SSENSE MEME

Gags Versus Gagged: How Luxury Brands Survive on Social Media

By Alice Doleman

Writer Alice Doleman navigates the world of social media and looks at what it means to thrive on the platforms, not just survive.

Clarifying your brand’s personality gives you permission to experiment.

Scrolling on social media can sometimes feel like you’re swimming against a tide of events you weren’t invited to, CGI marketing stunts, celebrity endorsements and immaculately shot content with a difficult-to-decipher message. Branded content, specifically from luxury brands, can become a blur of unattainability.  

For many luxury brands, creating content isn’t the challenge, standing out is. And what’s the greatest tool at any company’s disposal? Its persona. Defined as the way a business expresses itself through its tone of voice, core values and visual identity, a persona is a powerful driver of brand sentiment from your audience – whether that’s positive or negative is up to you – and a factor that, ultimately, leads customers to choose your business over your competitors.  

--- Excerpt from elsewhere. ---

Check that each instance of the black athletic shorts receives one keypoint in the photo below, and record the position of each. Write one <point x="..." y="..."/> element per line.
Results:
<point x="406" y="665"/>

Of late, some brands have taken the quiet luxury trend so literally that they’re telling us who they are with a whisper. They’re stifled by a fear of saying something wrong or cheapening their brand with a poorly judged meme, that they say nothing at all. On social, this results in an air of superiority or a sense of being out-of-touch. Either way, your competition will leave you behind in a cloud of impressions.  

Credit: Hedi Stanton/ LOEWE
Credit: Hedi Stanton/ LOEWE
Credit: Hedi Stanton / LOEWE

When we look at the brands raising the bar, their social persona is an extension of their work. An amalgamation of the tastes and people that best represent them. LOEWE is the eccentric, eclectic artist where Jacquemus is the irreverent art director friend you see posting new locations on Instagram every night. See: the brand’s announcement of a new Capri location 

Clarifying your brand’s personality gives you permission to experiment. Take Marc Jacobs, for example. It’s a brand that’s always presented itself as an outsider that shuns the mainstream to embrace subcultural icons as ambassadors. They continue this into their social strategy, posting somewhat-bizarre yet engaging and socially effective takes on viral formats, and clever partnerships with unlikely protagonists. 

Not all luxury brands can afford to channel the misfit so heavily, however. Instead, they’re looking to find the sweet spot between playful and premium content. The tongue-in-chic approach. They’re leveraging laughter. Only in these instances, it’s stylised and elevated humour. It’s LOEWE giving the creative reins to Dan Levy and Aubrey Plaza to create a social campaign centred around misspelling and mispronouncing their name, or working with humour-led TikTok creators like @ayame.p.

Credit: Marc Jacobs
Credit: Marc Jacobs
Credit: @marcjacobs 

They’ve been successful because humour isn’t the entire strategy, simply a strand of it – shared on a carefully selected platform. These brands are sometimes funny, always entertaining.

In fact, this aligns with a shift in the perception of luxury. According to LS:N Global,luxury brands are increasingly considering themselves multi-faceted personas and tastemakers, and are executing their brand marketing accordingly. They want to be well-rounded and entertaining, which means flexing luxury codes to encompass more irreverence and a wider variety of influences, whilst maintaining a commitment to craftsmanship, sustainability and exclusivity.  

Practically speaking, that looks like SSENSE namedropping Roland Barthes, The Devil Wears Prada and a drinking game in the same meme, while simultaneously producing highly researched and informative pieces on the evolution of the Frankenshoe. Get you a brand that can do it all.   

Frankenshoe 1
Frankenshoe 2
Frankenshoe 3
Frankenshoe 4
Credit: Getty Images/ SSENSE 

Social media trends move at the speed of likes.

It's a fine balancing act, though, and incredibly hard to master. The more teams employ humour to drive quick engagement, the more it sets the wrong tone. As we all know, social trends move at the speed of likes – and audiences will have moved on before houses can capture the high-definition footage required to align with their codes.  

Spring’s advice is to consider the short-term gain versus the long-term impact. In social media manager speak that means: if you’re going to archive a post once the trend has passed, don’t do it. The approved humour for digital natives might encompass post-irony, meme culture and “cringe”, but they don’t look to luxury brands for that. 

At its very essence, the question of humour is also a question of performance versus brand marketing. If you’ve taken the time to carefully and curiously cultivate a rich persona that leaves room for play – through long-standing partnerships or brand-storytelling – then humour feels like a natural outlet. Just another of the tools at your disposal in the competition for consumer attention and loyalty. If you haven’t, expect digital tumbleweed.